With that said, there is one aspect of the 2026 rule change that is already understood – the engines. With a record-breaking number of manufacturers set to field their own power units, this will be a key determinant in performance.

There are currently negligible differences between F1’s top three engines: Honda, Ferrari and Mercedes. The only power unit with a significant disadvantage is Renault, which gives up a few tenths per lap to its competitors.

However, in two years, this dynamic will almost certainly change. Reliability will again return to the forefront as teams grapple with a very different set of parameters. In addition to this, there will be a significant discrepancy in horsepower.


Speaking to the media last week, George Russell revealed his confidence in what the factory at Brixworth will produce:

“I mean, ordinarily, 2026 seems like a long time away. But in the world of Formula 1, it’s going to be here tomorrow, and the team are feeling really confident for this era.

“I think you know the experience the team have had, the success in 2014 with the new powertrain, and then obviously the time in Formula E, the work that was done with the Hypercar.

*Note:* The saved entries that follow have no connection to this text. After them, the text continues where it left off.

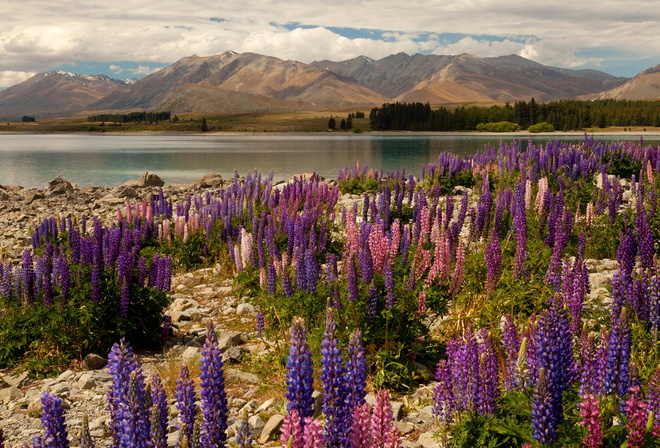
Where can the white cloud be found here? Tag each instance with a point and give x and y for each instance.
(563, 33)
(10, 78)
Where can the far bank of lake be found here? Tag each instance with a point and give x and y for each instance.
(32, 160)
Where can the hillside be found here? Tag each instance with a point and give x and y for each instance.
(56, 94)
(645, 86)
(465, 78)
(287, 83)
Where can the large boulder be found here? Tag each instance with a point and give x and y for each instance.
(209, 181)
(59, 186)
(148, 179)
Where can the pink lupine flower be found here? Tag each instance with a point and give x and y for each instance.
(313, 433)
(361, 436)
(590, 413)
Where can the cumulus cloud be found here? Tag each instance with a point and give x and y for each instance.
(9, 78)
(562, 33)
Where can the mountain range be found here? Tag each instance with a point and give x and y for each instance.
(247, 82)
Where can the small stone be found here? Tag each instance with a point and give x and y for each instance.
(94, 362)
(245, 308)
(273, 424)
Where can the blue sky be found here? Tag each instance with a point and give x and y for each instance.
(133, 38)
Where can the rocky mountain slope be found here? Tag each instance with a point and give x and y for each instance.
(237, 83)
(461, 78)
(645, 86)
(54, 94)
(271, 82)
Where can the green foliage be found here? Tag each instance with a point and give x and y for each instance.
(501, 126)
(541, 127)
(45, 340)
(622, 165)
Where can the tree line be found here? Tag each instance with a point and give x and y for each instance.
(132, 117)
(562, 115)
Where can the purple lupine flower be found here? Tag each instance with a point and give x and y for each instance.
(52, 420)
(544, 414)
(159, 415)
(129, 419)
(511, 343)
(299, 377)
(335, 391)
(520, 229)
(653, 400)
(443, 394)
(617, 369)
(388, 274)
(352, 280)
(185, 403)
(361, 436)
(292, 430)
(383, 431)
(555, 354)
(493, 256)
(637, 413)
(85, 436)
(591, 420)
(356, 372)
(212, 391)
(27, 277)
(372, 304)
(243, 434)
(313, 436)
(261, 322)
(488, 376)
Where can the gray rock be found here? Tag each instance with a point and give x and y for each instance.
(236, 354)
(272, 425)
(59, 186)
(94, 362)
(150, 180)
(9, 394)
(209, 181)
(125, 191)
(257, 424)
(32, 195)
(427, 440)
(245, 308)
(228, 339)
(239, 375)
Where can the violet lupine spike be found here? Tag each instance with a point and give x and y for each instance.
(383, 431)
(653, 399)
(637, 413)
(361, 436)
(591, 420)
(185, 403)
(335, 392)
(443, 394)
(299, 378)
(159, 416)
(313, 436)
(544, 415)
(511, 342)
(356, 371)
(212, 392)
(52, 420)
(292, 430)
(85, 437)
(493, 258)
(617, 368)
(243, 434)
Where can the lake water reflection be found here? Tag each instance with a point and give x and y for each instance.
(31, 160)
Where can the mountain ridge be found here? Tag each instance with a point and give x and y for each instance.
(234, 82)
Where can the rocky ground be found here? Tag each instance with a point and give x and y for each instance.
(197, 297)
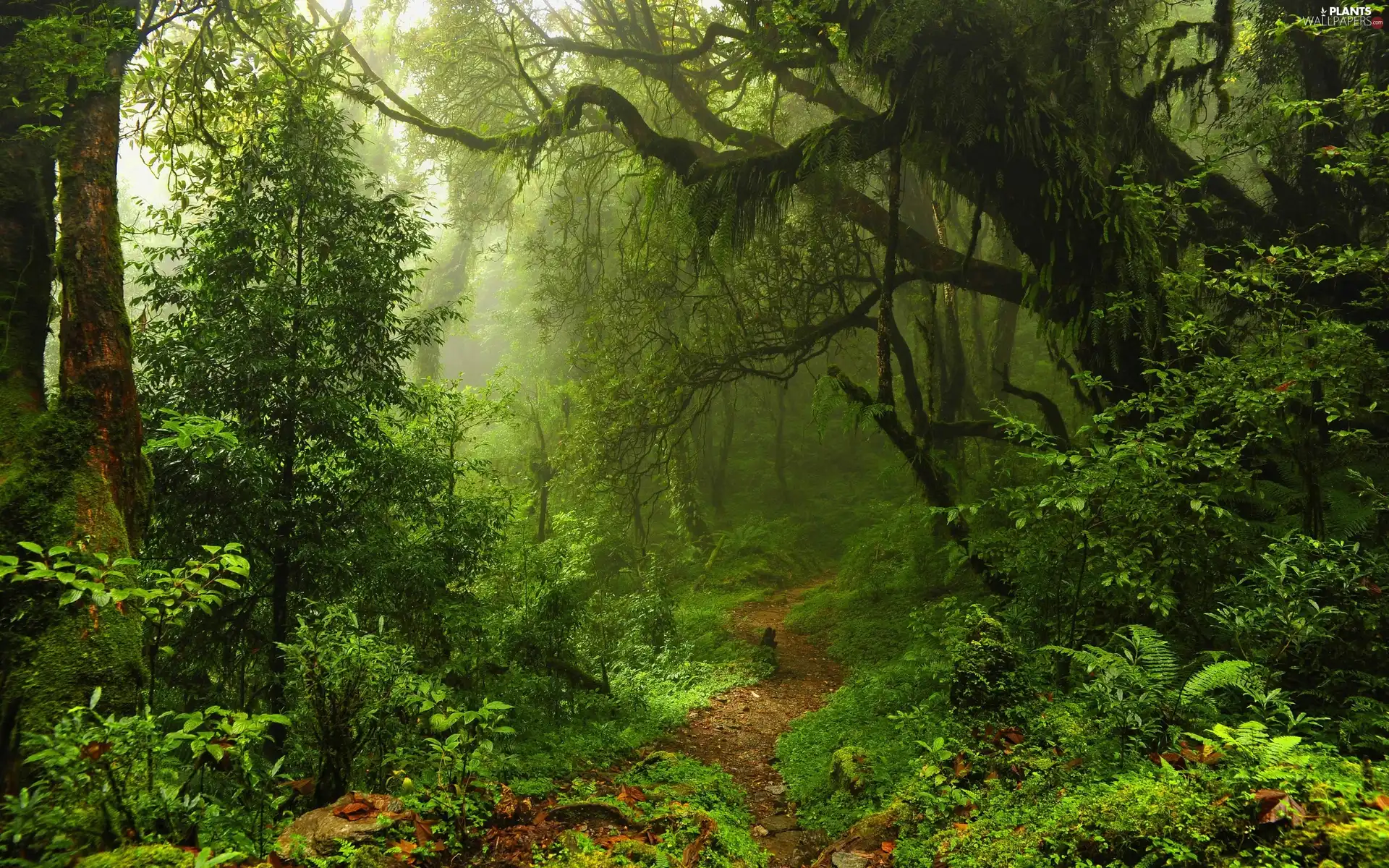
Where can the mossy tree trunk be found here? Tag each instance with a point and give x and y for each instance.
(71, 472)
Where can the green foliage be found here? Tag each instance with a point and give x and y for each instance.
(101, 780)
(349, 684)
(688, 795)
(985, 663)
(51, 61)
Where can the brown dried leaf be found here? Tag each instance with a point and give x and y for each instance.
(1277, 804)
(507, 803)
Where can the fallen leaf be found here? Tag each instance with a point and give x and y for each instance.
(1205, 754)
(961, 765)
(507, 803)
(1277, 804)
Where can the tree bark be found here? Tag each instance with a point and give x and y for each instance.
(95, 332)
(75, 472)
(1005, 335)
(28, 184)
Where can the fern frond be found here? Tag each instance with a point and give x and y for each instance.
(1224, 674)
(1153, 655)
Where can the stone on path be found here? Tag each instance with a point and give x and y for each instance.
(848, 859)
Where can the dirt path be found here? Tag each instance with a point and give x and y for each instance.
(741, 727)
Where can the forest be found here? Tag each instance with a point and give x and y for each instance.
(694, 434)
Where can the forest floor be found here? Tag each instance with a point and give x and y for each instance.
(739, 728)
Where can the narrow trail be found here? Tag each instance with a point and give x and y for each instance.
(741, 727)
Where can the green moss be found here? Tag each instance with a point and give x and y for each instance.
(985, 676)
(849, 770)
(54, 658)
(153, 856)
(36, 488)
(1360, 842)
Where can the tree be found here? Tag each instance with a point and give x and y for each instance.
(69, 471)
(286, 314)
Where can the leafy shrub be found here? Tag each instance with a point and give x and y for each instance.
(102, 780)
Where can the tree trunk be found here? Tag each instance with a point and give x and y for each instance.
(28, 184)
(75, 472)
(95, 332)
(1005, 335)
(780, 453)
(718, 480)
(451, 285)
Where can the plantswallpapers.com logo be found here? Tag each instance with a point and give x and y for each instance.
(1349, 16)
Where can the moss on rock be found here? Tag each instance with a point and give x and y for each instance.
(152, 856)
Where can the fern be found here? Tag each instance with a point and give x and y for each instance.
(1224, 674)
(1252, 739)
(1152, 655)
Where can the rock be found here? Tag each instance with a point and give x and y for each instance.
(848, 859)
(780, 822)
(809, 846)
(656, 756)
(638, 851)
(320, 833)
(782, 846)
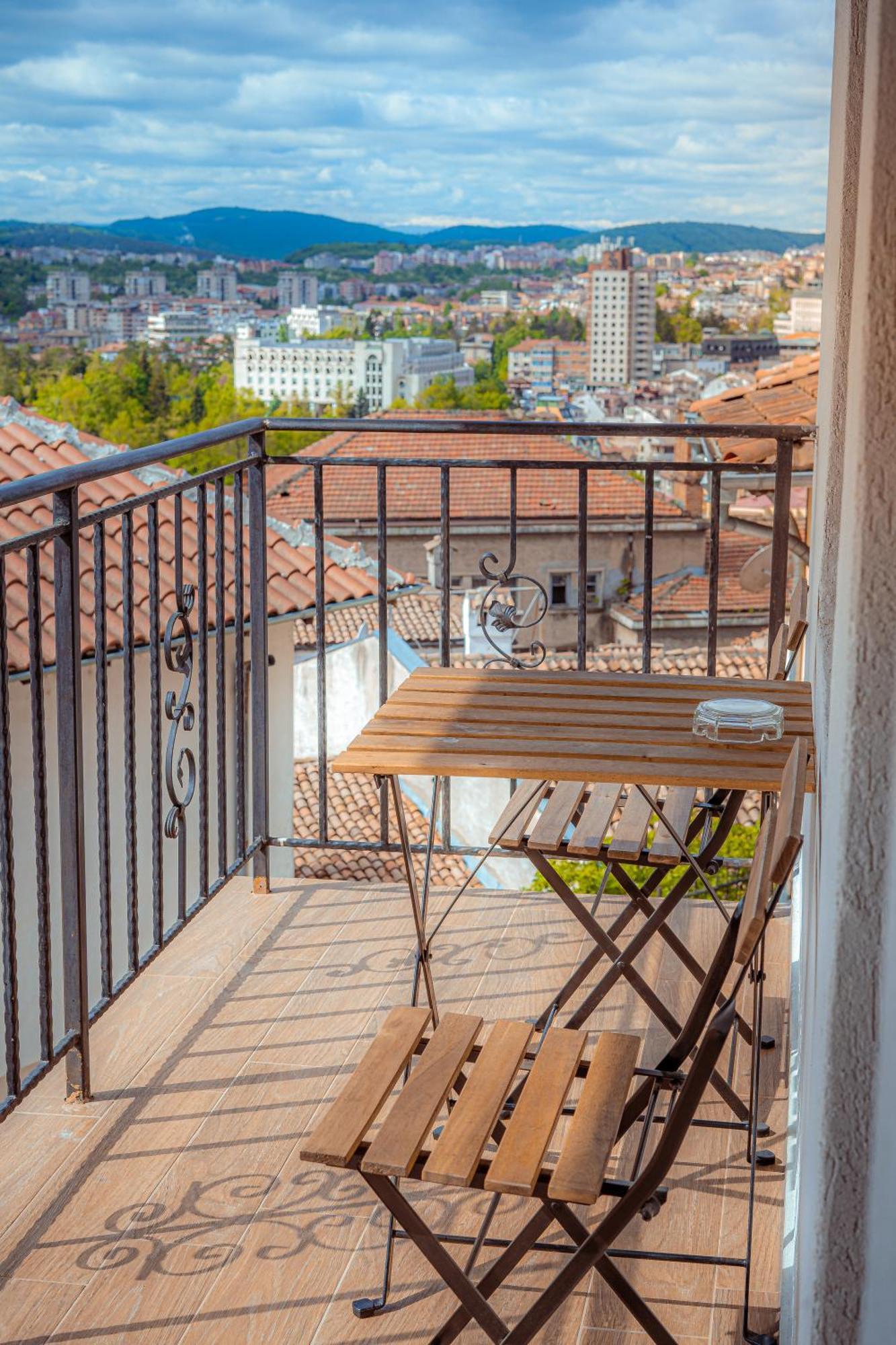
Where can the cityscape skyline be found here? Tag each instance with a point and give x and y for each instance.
(592, 116)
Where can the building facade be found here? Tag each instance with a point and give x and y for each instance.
(327, 372)
(217, 283)
(68, 287)
(620, 321)
(296, 290)
(146, 284)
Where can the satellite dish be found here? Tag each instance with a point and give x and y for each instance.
(755, 574)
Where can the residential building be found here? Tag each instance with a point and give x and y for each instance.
(548, 365)
(327, 372)
(146, 284)
(741, 348)
(217, 283)
(319, 319)
(620, 321)
(68, 287)
(177, 325)
(499, 301)
(296, 290)
(546, 513)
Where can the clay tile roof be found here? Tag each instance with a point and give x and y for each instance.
(350, 493)
(354, 816)
(415, 617)
(786, 395)
(32, 445)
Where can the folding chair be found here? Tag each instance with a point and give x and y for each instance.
(483, 1078)
(611, 824)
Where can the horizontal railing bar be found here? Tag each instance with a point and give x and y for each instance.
(181, 488)
(530, 465)
(214, 888)
(580, 430)
(41, 535)
(40, 1073)
(128, 461)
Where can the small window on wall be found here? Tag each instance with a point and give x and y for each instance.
(560, 590)
(595, 588)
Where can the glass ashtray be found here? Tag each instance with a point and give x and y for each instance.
(739, 720)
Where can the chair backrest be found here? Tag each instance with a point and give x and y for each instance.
(778, 656)
(798, 614)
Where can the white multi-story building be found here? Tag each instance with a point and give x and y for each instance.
(217, 283)
(327, 372)
(190, 325)
(296, 290)
(68, 287)
(146, 284)
(317, 321)
(620, 321)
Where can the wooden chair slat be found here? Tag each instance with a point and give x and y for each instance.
(759, 890)
(788, 827)
(592, 1130)
(510, 828)
(677, 808)
(521, 1153)
(395, 1148)
(798, 614)
(595, 820)
(556, 816)
(349, 1118)
(473, 1118)
(630, 832)
(778, 657)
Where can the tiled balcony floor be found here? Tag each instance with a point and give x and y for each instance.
(174, 1207)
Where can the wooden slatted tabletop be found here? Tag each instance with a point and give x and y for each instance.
(533, 726)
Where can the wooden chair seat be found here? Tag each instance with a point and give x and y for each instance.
(606, 821)
(490, 1074)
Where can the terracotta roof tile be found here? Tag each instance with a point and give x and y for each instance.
(350, 493)
(24, 453)
(354, 816)
(786, 395)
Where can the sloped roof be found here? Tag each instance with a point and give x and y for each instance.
(415, 617)
(350, 493)
(353, 804)
(688, 595)
(32, 445)
(786, 395)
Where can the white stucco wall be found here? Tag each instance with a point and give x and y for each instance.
(845, 1183)
(282, 777)
(353, 699)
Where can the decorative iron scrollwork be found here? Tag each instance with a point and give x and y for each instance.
(506, 617)
(179, 711)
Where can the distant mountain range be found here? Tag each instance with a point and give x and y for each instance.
(235, 232)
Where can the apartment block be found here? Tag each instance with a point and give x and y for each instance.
(217, 283)
(296, 290)
(326, 372)
(68, 287)
(620, 321)
(146, 284)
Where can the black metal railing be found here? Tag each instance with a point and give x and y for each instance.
(174, 743)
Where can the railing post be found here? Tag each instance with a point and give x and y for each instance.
(67, 582)
(780, 533)
(259, 660)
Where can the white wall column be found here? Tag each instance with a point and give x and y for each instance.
(845, 1254)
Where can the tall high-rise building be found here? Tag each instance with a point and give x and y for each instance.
(68, 287)
(296, 290)
(620, 321)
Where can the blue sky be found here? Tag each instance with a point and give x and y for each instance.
(417, 114)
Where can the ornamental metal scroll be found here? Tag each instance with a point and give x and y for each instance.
(179, 709)
(506, 617)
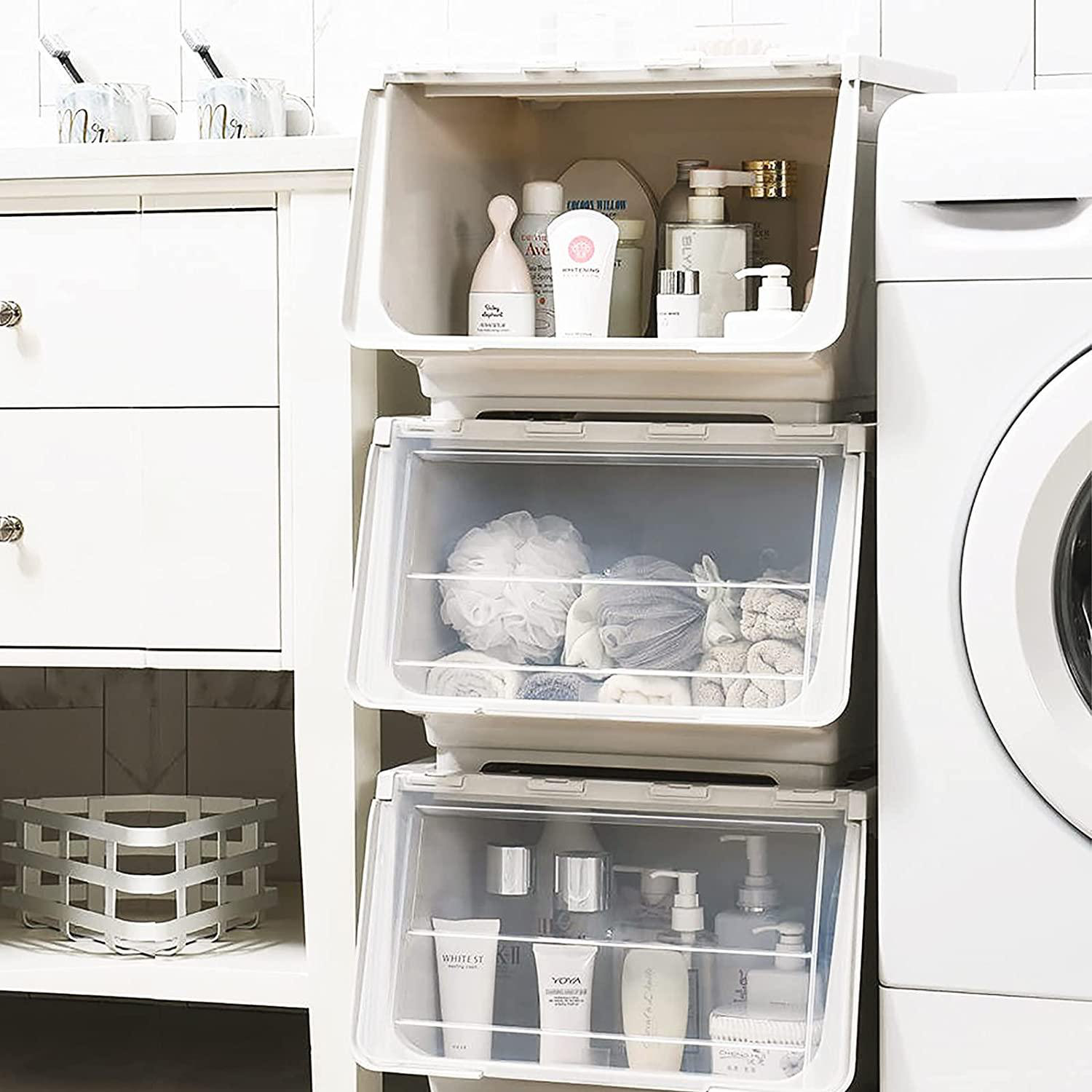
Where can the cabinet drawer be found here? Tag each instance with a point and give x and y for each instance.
(142, 529)
(140, 309)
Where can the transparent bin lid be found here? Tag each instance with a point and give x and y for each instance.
(609, 570)
(601, 939)
(447, 35)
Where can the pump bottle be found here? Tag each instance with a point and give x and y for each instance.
(758, 904)
(709, 244)
(775, 316)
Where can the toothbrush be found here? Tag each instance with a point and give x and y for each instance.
(55, 46)
(199, 44)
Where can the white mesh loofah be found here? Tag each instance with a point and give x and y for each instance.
(521, 622)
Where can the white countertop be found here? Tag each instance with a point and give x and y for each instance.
(271, 155)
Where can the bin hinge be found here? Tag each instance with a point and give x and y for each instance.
(567, 786)
(678, 430)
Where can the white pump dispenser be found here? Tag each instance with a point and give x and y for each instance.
(775, 316)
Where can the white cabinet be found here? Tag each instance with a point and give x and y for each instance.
(140, 309)
(142, 529)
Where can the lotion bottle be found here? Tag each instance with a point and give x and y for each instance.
(502, 299)
(709, 244)
(775, 316)
(758, 903)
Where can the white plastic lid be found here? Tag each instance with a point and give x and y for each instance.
(773, 293)
(543, 198)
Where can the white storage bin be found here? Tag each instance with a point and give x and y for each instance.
(542, 633)
(426, 895)
(435, 148)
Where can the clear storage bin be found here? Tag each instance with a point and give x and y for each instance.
(598, 574)
(476, 961)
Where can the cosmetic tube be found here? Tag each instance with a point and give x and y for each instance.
(582, 246)
(467, 969)
(565, 1002)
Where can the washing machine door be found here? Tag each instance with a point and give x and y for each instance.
(1026, 576)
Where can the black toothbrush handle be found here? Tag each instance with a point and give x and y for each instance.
(205, 55)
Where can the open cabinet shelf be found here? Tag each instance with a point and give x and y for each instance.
(435, 149)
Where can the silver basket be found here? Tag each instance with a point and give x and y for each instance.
(141, 874)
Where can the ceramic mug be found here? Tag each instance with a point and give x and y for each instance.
(235, 107)
(100, 113)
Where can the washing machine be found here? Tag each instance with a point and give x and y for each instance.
(984, 256)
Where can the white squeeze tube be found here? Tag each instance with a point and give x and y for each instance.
(565, 1002)
(582, 245)
(467, 969)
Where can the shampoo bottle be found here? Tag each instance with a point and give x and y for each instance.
(709, 244)
(542, 202)
(775, 316)
(502, 301)
(758, 903)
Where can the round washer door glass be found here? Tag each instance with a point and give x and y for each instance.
(1024, 592)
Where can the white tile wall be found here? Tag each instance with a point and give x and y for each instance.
(328, 50)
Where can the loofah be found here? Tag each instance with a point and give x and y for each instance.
(519, 622)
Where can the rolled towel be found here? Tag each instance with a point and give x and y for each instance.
(550, 686)
(519, 622)
(646, 690)
(722, 605)
(640, 624)
(772, 612)
(472, 675)
(772, 657)
(727, 660)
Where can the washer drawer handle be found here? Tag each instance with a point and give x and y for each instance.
(11, 529)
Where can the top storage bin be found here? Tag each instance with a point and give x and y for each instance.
(435, 149)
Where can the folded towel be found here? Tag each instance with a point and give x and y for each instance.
(727, 660)
(520, 622)
(637, 625)
(772, 657)
(550, 686)
(722, 605)
(775, 612)
(472, 675)
(646, 690)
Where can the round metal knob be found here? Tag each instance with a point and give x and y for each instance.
(11, 529)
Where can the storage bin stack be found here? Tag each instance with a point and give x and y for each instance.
(603, 552)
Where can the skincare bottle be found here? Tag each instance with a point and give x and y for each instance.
(502, 301)
(688, 930)
(678, 304)
(627, 294)
(582, 246)
(758, 903)
(713, 247)
(509, 882)
(781, 992)
(775, 314)
(542, 202)
(770, 205)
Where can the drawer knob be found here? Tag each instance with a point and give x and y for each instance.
(11, 529)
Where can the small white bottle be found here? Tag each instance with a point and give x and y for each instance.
(775, 316)
(542, 202)
(502, 301)
(781, 992)
(627, 296)
(758, 904)
(678, 303)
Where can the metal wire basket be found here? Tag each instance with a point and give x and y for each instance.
(141, 874)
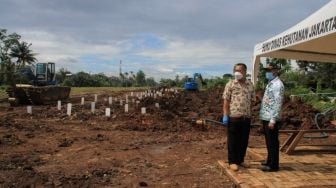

“There are a lot of individuals within HPP [Mercedes High Performance Powertrains] who have got so much experience with this future technology. I think that leaves us in a really great place to have a great engine.

“And the work Petronas are doing on the fuel as well, is looking really strong. So, on the engine side, I think we’re feeling very confident for that era.”

Of course, nobody can be sure which engine manufacturer will lead the way in 2026. With so many names in the equation, the only guarantee is that there will be clear winners and losers in just under two years’ time.

For Mercedes, the importance of nailing the new regulations is essential. After losing the 2021 drivers’ Championship in a controversial fashion, Toto Wolff’s team has failed to produce a car capable of fighting for the title.

Of course, experiencing a rough patch after almost a decade of dominance is not a disaster. However, with Lewis Hamilton leaving for Ferrari and the W15 underperforming, the Silver Arrows need a clean slate to re-establish themselves at the front.